# Serial Number Help!



## richok

How do I find what model year my fuji roubaix with a serial number of IF1D02754 is? People will point me to sites and databases but they don't correlate to the format I've listed above....can someone tell me what year my bike is?


----------



## frdfandc

Do you have a picture of your bike? I might be able to help.


----------



## richok

*I can't figure out how to save the file....*

...in a size and format that allows me to attach it. If you send me your email address, I'll email the pic to you?


----------



## NJgreyhead

I thought I might be able to tell something from my Fuji Roubaix (base model) serial number - it is a 2007 model, but my sn has no 7 in it. Sorry.

But the color combo is an indicator, at least in recent years. For instance, mine only came in silver/black that model year.


----------



## richok

If you give me your email address, I can send you a picture but I can't seem to get the photo small enough to attach here.

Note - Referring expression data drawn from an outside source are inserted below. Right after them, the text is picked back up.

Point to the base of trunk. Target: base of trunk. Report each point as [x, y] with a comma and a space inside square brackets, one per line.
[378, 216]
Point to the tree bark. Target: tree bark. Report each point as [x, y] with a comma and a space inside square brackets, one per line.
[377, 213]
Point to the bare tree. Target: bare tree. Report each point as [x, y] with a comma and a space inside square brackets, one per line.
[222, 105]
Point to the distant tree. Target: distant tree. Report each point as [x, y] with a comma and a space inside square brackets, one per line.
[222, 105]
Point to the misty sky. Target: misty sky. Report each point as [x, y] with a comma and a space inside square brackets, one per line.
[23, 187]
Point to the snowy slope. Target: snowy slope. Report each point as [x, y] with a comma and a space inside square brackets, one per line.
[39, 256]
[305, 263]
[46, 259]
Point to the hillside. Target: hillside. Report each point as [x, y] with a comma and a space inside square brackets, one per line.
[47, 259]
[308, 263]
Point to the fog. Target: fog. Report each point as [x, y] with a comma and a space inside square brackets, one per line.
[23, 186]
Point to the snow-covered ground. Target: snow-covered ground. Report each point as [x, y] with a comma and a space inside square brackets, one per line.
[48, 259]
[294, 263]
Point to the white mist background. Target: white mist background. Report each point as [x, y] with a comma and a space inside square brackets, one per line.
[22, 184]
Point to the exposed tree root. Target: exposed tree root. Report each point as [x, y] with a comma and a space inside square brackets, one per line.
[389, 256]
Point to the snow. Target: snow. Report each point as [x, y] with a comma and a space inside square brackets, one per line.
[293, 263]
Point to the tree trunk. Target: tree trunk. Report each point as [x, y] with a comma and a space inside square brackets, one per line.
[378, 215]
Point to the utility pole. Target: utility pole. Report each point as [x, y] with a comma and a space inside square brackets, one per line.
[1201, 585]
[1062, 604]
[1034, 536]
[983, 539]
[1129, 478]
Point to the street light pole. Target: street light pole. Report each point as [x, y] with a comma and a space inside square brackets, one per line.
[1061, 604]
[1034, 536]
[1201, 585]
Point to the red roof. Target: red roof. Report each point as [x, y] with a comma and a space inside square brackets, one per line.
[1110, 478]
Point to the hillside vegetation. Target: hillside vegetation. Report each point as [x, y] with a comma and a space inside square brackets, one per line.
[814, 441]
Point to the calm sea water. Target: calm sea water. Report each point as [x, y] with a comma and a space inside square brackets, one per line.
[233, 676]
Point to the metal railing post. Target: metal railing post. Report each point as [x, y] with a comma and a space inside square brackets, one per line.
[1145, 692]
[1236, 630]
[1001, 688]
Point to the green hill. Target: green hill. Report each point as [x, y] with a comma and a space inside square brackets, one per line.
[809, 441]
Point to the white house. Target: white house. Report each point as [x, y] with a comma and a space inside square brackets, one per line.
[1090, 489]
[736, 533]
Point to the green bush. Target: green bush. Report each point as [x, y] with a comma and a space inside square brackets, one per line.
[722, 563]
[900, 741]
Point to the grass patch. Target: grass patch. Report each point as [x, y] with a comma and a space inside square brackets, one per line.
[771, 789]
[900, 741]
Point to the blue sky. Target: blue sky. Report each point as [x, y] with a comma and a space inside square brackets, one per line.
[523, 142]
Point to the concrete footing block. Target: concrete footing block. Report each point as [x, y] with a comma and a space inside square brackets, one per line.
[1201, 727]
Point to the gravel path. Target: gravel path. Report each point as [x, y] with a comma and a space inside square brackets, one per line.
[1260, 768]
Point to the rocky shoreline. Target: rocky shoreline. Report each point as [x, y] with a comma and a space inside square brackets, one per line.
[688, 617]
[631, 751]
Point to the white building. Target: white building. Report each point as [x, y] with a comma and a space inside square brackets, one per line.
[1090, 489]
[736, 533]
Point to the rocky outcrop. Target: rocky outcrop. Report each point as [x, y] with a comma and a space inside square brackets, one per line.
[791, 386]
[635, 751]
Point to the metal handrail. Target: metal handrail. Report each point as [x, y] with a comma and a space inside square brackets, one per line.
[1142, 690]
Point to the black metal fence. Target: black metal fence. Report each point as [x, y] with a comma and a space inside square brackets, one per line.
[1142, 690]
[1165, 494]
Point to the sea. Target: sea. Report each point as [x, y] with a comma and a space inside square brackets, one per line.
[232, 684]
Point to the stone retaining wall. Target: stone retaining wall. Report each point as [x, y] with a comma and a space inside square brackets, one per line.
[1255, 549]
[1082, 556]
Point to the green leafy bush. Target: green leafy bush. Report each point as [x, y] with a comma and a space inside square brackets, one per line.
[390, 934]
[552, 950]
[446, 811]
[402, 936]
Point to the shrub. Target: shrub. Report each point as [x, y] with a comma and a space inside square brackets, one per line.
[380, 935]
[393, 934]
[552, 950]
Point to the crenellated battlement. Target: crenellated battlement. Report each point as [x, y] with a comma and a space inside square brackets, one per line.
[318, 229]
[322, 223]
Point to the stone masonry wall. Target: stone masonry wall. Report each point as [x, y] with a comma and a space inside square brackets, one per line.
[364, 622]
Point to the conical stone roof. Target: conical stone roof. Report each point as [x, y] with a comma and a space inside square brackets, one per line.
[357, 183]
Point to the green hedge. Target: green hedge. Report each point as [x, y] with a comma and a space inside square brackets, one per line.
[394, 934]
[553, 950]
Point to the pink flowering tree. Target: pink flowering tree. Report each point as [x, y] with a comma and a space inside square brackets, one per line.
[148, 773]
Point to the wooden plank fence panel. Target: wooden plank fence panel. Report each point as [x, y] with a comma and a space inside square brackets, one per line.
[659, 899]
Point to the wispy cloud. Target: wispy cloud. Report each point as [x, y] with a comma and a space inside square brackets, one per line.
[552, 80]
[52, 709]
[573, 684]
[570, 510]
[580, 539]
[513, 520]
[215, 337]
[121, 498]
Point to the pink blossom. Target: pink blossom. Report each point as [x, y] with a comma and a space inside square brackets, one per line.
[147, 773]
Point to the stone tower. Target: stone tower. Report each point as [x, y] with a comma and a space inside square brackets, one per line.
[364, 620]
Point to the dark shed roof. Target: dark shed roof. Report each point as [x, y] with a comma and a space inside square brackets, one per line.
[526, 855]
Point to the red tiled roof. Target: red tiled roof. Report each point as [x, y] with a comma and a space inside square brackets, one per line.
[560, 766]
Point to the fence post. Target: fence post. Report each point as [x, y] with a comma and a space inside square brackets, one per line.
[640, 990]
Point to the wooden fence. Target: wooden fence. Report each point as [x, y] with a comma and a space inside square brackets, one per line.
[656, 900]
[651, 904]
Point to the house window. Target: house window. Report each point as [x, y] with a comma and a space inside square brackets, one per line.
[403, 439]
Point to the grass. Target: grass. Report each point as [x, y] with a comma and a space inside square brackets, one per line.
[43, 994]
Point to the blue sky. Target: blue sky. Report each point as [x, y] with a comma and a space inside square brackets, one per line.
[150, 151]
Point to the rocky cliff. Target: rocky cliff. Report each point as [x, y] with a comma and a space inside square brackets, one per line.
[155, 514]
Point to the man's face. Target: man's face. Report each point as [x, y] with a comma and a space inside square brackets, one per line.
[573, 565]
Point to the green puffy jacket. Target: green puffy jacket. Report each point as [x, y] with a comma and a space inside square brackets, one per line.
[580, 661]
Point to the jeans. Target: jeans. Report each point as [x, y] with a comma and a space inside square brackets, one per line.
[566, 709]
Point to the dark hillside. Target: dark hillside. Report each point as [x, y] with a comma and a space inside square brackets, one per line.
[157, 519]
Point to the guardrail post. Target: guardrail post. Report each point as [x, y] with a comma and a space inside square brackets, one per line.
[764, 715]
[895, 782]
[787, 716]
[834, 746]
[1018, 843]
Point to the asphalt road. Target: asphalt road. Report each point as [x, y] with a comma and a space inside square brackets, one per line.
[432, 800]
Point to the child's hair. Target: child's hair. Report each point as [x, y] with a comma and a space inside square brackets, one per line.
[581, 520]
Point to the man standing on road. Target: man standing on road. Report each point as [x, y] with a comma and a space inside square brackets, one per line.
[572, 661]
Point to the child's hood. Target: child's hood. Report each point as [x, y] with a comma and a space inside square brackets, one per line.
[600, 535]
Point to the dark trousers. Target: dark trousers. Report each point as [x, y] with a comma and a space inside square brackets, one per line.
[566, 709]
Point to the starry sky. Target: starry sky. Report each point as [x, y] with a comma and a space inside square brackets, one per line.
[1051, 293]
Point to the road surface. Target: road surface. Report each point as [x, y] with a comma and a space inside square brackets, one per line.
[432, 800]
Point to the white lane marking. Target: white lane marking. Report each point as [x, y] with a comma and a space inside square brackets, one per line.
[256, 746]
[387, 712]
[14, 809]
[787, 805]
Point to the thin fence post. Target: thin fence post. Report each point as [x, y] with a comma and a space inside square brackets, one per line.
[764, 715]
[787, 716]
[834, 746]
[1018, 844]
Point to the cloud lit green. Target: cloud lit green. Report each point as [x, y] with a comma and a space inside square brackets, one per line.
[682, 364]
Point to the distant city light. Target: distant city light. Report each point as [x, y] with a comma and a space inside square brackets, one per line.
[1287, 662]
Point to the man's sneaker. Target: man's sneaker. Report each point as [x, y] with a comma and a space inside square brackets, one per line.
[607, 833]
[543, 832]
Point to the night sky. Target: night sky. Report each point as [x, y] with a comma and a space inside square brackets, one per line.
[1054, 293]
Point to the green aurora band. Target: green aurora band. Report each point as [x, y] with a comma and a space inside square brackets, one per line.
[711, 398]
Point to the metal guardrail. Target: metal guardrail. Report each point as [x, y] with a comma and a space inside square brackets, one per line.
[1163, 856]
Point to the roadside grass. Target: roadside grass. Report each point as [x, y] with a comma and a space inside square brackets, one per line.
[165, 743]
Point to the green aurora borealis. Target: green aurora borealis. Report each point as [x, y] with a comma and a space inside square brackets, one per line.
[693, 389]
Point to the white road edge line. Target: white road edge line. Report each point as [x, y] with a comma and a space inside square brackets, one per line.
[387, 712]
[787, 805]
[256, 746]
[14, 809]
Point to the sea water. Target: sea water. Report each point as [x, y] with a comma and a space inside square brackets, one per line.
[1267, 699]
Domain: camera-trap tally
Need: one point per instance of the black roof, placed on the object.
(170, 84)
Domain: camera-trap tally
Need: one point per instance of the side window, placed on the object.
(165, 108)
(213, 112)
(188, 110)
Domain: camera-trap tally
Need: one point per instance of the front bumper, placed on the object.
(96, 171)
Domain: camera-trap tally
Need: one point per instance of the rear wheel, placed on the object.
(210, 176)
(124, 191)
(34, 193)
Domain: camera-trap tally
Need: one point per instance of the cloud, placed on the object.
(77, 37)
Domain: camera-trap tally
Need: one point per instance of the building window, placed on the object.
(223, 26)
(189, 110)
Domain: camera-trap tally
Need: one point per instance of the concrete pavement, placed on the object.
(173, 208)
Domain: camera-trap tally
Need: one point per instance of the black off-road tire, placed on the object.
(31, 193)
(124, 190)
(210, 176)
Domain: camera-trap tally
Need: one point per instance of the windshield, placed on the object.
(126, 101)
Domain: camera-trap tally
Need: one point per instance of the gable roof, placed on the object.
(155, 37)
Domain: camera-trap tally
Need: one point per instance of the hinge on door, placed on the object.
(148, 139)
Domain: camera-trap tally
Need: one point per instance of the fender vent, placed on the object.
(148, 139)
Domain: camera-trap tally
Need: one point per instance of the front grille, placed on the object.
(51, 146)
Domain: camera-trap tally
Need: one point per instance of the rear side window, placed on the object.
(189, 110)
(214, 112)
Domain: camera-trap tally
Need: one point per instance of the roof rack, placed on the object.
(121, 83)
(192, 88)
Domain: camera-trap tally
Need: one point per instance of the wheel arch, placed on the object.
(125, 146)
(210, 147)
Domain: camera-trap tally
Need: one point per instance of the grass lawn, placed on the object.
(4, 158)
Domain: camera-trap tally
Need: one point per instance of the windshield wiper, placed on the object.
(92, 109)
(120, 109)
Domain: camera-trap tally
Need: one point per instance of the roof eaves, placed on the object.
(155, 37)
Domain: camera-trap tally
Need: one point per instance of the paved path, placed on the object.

Anyway, the bike is mostly white and red.with blue on it. The Fuji seems to be written in silver. the tires and the tape on the bars are red.


----------



## NJgreyhead

*What model Fuji Roubaix?*

It would help to know what model the bike is, for example, Roubaix, Roubaix LTD, Roubaix Pro, Roubaix RC.


----------



## richok

Its just a regular Roubaix


----------



## NJgreyhead

Is this it?

http://www.bikepedia.com/QuickBike/BikeSpecs.aspx?ItemID=90751&Type=bike


----------



## richok

Yes! Thank you!


----------